Ce qui précède illustre les discours religieux en Algérie durant les années 1990 et surtout sur la «question féminine», tel qu’il est fait référence en Algérie (la question féminine). Le discours «d’autrui» dans la prière différencie clairement entre «nous» représentant les hommes de la religion et   «eux», les laïques et parfois impliquant les non-musulmans. La multiplicité des discours sur la femme dans l’islam n’est pas nouvelle ; il y a toujours ceux qui appellent au retour de la charia et ceux qui appellent à la réforme du droit civil et à une idéologie laïque claire. La Tunisie était une remarquable exception où le président Bourguiba a interdit la charia et a appliqué le droit civil en 1956. Cette diversité de discours contribue à la croissance des écritures fondées sur le genre.

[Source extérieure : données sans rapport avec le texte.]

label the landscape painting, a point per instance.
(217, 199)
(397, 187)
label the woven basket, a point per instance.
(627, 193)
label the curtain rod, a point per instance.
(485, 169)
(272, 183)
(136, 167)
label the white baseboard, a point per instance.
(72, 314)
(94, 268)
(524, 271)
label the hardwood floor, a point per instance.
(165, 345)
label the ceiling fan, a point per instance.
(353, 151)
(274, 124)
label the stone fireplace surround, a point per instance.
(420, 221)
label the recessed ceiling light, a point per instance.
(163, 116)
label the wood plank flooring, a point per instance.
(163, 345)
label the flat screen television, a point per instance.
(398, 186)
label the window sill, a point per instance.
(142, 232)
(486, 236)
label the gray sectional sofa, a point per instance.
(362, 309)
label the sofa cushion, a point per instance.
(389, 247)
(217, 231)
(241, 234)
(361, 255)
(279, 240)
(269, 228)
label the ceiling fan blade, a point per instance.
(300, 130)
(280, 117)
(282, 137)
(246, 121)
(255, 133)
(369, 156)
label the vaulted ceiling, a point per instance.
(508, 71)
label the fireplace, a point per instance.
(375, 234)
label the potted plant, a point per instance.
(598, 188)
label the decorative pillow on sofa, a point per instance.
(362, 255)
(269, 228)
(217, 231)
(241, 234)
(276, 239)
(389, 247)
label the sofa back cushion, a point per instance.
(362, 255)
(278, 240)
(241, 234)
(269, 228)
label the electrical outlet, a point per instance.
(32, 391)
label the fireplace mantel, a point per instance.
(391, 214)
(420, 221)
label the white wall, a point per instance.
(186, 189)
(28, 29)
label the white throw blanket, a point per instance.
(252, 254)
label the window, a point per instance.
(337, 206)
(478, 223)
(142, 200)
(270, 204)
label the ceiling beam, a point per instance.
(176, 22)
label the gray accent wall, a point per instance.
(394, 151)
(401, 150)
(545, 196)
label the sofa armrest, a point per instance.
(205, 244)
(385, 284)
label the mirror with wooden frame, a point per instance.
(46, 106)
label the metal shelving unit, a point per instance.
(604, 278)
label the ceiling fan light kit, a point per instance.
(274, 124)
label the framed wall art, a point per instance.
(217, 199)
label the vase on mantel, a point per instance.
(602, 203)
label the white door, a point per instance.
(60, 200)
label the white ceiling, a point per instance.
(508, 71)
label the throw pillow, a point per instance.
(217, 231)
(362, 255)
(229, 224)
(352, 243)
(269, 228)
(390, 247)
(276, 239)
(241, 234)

Les écritures des femmes en Algérie comparées à la littérature dominée par les hommes, offrent, tel que suggéré par Brinda (2014: 27) « des perspectives qui féminisent et compliquent l’historicité algérienne et de la subjectivité postcoloniale». Elle ajoute:

«les auteurs algériens dissipent la représentation monolithique des femmes comme étant des victimes passives de l’idéologie coloniale, nationaliste et religieuse. De même, ils montrent comment l’éthique masculiniste de guerre a ravagé le corps féminin et l’histoire des femmes par la violence, le silence et l’exclusion». Après l’indépendance, les écrivaines algériennes ont accepté la mission de donner la parole à leurs collègues algériennes qui ne pouvaient pas écrire, parmi lesquelles Assia Djebar, Malika Mokeddem, Leïla Sebbar, Maïssa Bey, Nina Bouraoui et bien d’autres encore. Ces écrivaines ont appris la leçon que « le silence est un crime», tel qu’indiqué par Miriam Cooke dans son livre « Les femmes et l’histoire de guerre » (1996: 8).

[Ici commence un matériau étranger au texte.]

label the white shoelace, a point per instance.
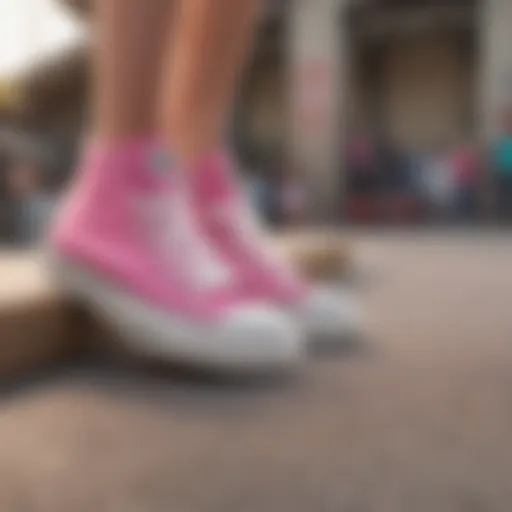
(176, 234)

L’incapacité de traduire ou « l’intraduisibilité» des sentiments de traumatisme et de douleur en mots est équivalent à la résistance à comprendre ce qui se passe autour de nous. Cette intraduisibilité n’est pas limitée à une langue ou à une autre, mais elle est universelle. Le livre de Judith Herman  « Trauma and Recovery » (1992) analyse l’universalité des effets du traumatisme et présente un langage qui discute du traumatisme du viol. Son travail a ramené dans la sphère publique une question considérée depuis longtemps comme un tabou. Contrairement à El Nossery et Hubbell (2013), qui croient, tel que mentionné ci-dessus, que le l’indicible n’est pas forcément irreprésentable », les études de traumatisme sont « caractérisées par l’irreprésentabilité, l’inexpressivité et l’incapacité à être assimilées dans le récit: pour Cathy Caruth ( 1996), par exemple, le traumatisme est connu uniquement de la façon dont il revient à hanter un individu, souvent plusieurs années après l’événement original “(Kelly et Rye, 2009: 48).

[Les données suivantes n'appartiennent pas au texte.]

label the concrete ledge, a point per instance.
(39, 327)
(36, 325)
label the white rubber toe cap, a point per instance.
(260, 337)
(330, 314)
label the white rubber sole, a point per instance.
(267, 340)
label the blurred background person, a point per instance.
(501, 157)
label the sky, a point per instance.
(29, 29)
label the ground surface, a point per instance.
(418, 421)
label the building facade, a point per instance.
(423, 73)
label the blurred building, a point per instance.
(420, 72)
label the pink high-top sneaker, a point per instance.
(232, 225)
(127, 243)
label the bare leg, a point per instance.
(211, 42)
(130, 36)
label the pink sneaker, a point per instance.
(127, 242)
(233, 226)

Appuyant l’argument de Caruth, ce n’est qu’après près de vingt ans qu’un seul témoin survivant a décidé de raconter et pour la première fois, le massacre perpétré par les fondamentalistes islamiques, sur 12 enseignantes originaires de l’ouest d’Algérie (près de Sidi Bel Abbes). Le seul survivant de ce carnage était le chauffeur de minibus, qui a été intentionnellement gardé pour que l’horreur puisse être racontée en détail. Les enseignantes étaient des jeunes femmes ; la plus âgée n’avait pas encore quarante ans. Pour Sidi Bel Abbes, l’affaire représente un profond traumatisme culturel.

« Contrairement à un traumatisme psychologique ou physique, impliquant une blessure et une grande expérience émotionnelle de peine par un individu, le traumatisme culturel fait référence à une perte dramatique d’identité et de sens, une déchirure dans le tissu social, affectant un groupe de personnes qui a atteint un certain degré de cohésion».

En ce sens, le traumatisme n’est pas uniquement individuel mais collectif. On peut aussi l’appeler «traumatisme national». Eyrman (2001: 2) dit que « Arthur Neal (1998) définit un « traumatisme national », selon ses « effets durables » et comme étant lié à des événements, comme un fait qui ne peut pas être facilement écarté et qui jouera encore et encore à la conscience individuelle pour qu’il devient, par la suite, bien ancré dans la mémoire collective ».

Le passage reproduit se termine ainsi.